Saying stuff about stuff.

Ruby’s identity method

When Ruby 2.2 added #itself I couldn’t think of anything I’d previously encountered where it would have been useful but I’ve finally used it in the wild. I had an array of integers and wanted to count their occurrences. Initially reaching for each_with_object I was hoping for something more meaningful, intention-revealing, and succinct.

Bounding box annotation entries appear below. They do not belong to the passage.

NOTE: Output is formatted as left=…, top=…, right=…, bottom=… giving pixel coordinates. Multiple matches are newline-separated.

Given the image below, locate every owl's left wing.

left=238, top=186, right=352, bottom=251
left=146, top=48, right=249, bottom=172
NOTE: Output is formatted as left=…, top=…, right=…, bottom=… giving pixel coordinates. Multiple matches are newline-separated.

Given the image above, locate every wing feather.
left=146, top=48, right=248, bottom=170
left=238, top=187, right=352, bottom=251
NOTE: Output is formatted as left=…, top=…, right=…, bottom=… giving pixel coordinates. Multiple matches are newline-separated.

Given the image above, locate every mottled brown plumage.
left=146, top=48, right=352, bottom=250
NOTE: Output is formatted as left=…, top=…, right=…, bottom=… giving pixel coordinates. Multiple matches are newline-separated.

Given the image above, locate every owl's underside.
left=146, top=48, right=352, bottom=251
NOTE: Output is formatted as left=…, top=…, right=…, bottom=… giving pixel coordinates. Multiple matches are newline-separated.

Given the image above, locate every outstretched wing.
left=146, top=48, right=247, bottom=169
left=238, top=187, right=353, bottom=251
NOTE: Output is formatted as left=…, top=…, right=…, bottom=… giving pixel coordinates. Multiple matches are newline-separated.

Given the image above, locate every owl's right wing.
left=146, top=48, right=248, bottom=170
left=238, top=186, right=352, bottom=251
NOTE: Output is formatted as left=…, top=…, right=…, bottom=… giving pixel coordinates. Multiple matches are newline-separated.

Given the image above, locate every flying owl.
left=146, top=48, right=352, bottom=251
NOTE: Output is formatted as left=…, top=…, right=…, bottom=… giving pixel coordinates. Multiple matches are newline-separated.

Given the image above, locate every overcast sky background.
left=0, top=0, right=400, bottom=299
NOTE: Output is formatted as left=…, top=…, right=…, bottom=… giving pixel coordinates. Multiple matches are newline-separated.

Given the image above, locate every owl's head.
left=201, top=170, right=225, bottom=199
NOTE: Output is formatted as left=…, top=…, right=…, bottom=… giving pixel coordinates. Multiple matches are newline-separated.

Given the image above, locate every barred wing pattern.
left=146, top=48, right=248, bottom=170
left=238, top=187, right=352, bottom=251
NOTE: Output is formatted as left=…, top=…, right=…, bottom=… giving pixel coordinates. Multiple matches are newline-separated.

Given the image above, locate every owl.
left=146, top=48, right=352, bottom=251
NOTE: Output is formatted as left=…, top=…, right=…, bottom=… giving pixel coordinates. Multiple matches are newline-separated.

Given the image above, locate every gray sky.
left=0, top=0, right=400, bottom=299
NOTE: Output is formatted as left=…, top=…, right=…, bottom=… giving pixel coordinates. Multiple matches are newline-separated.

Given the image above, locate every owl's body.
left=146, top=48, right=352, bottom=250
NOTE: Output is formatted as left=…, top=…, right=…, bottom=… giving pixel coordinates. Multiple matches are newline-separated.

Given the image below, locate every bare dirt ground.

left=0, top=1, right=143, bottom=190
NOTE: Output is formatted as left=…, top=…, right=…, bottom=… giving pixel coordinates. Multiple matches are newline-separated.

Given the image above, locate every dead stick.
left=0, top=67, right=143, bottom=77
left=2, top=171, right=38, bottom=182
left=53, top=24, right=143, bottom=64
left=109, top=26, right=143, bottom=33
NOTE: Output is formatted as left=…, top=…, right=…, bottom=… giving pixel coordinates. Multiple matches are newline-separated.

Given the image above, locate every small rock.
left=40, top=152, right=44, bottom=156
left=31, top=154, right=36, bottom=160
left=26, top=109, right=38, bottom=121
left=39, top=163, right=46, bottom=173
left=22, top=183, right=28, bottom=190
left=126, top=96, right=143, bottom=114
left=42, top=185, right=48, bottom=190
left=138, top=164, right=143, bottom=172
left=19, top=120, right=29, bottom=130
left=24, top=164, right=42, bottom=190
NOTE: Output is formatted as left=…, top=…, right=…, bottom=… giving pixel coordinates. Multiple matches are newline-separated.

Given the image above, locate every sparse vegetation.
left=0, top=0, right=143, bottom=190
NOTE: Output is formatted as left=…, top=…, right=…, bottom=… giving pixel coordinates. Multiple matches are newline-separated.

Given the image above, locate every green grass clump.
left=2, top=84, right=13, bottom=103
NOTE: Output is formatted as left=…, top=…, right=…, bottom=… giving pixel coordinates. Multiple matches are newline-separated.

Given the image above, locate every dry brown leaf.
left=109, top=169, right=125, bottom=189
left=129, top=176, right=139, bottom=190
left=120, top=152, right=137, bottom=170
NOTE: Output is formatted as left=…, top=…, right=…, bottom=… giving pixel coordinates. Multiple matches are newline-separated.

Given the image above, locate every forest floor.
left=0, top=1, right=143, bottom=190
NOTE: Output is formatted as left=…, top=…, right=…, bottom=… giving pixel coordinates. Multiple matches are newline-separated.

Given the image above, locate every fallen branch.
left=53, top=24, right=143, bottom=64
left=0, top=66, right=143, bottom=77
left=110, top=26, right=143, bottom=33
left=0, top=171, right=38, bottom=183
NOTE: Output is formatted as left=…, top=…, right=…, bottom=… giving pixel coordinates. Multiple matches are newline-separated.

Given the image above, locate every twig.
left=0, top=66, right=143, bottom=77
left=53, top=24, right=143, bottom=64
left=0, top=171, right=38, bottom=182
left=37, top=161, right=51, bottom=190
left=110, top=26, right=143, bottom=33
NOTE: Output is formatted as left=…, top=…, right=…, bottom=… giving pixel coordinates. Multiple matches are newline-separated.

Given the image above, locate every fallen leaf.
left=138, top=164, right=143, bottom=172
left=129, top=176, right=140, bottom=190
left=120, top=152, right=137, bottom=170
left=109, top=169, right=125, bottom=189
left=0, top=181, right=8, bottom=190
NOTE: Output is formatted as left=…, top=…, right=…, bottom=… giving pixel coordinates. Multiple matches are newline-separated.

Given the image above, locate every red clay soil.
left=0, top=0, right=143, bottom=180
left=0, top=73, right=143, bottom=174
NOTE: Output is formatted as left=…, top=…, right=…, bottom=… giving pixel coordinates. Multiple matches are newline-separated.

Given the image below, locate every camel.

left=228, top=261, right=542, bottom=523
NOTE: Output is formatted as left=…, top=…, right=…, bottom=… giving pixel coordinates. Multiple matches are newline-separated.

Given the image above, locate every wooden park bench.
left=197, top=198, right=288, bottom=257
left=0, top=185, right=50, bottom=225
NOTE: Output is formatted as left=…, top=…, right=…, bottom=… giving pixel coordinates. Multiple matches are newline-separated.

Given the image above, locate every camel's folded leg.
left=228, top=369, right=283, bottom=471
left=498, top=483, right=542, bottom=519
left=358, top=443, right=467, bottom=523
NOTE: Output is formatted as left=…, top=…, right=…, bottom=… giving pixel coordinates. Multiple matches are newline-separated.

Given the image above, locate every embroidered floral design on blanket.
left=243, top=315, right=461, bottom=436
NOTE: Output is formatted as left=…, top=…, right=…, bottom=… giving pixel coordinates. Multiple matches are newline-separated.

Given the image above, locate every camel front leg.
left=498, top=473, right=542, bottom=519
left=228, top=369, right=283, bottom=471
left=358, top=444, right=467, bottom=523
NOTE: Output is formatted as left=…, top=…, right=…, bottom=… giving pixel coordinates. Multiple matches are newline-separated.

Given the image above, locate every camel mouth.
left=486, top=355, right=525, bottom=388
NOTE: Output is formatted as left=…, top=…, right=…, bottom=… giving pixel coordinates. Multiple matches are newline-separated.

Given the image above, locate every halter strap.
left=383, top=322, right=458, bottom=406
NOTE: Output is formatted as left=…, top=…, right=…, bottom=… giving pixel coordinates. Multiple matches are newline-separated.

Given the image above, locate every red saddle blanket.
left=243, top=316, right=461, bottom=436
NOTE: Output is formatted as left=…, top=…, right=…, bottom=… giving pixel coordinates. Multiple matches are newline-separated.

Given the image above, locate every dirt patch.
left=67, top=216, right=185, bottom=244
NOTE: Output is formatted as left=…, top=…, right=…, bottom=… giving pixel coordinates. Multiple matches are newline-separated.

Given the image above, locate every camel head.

[3, 1, 2, 1, 5].each_with_object(Hash.new(0)) { |i, memo| memo[i] += 1 }
# => {3=>1, 1=>2, 2=>1, 5=>1}

I remembered something about an identity method — #itself — and by using it you get the following (which is definitely more succinct):

[3, 1, 2, 1, 5].group_by(&:itself)
# => {3=>[3], 1=>[1, 1], 2=>[2], 5=>[5]}

So now I could write a method to extract pairs:

def pairs(array)
  array
    .group_by(&:itself)
    .select { |_, v| v.size == 2 }
end

pairs([3, 1, 2, 1, 5])
# => {1=>[1, 1]}

pairs([9, 1, 2, 2, 9])
# => {9=>[9, 9], 2=>[2, 2]}

In particular I wanted to check whether the array contained two groups each containing two items:

def two_pairs?(array)
  pairs(array).size == 2
end

two_pairs?([3, 1, 2, 1, 5])
# => false

two_pairs?([9, 1, 2, 2, 9])
# => true

Enumerable#tally

Since I wrote this Ruby 2.7 was released and added Enumerable#tally which behaves exactly like my initial code to count occurrences using #each_with_object:

[3, 1, 2, 1, 5].tally
# => {3=>1, 1=>2, 2=>1, 5=>1}

Pre-#itself hack

Looking around the internet it turns out that people were already getting around the lack of an identity method by calling a no-op method that returns self:

[3, 1, 2, 1, 5].group_by(&:to_i)
# => {3=>[3], 1=>[1, 1], 2=>[2], 5=>[5]}

self and #itself, what’s the difference?

To be honest although I expected it to fail I had my fingers crossed trying to use self like so:

# This doesn’t work.
[3, 1, 2, 1, 5].group_by(&:self)
# => NoMethodError (undefined method `self' for 3:Integer)

It doesn’t work but I didn’t know why. It turns out that self isn’t a method, it’s a special keyword whereas #itself is a method defined on Object (although the Ruby 2.2 release notes say it’s defined on Kernel).


Updated 2021-02-19: Added the section on Enumerable#tally.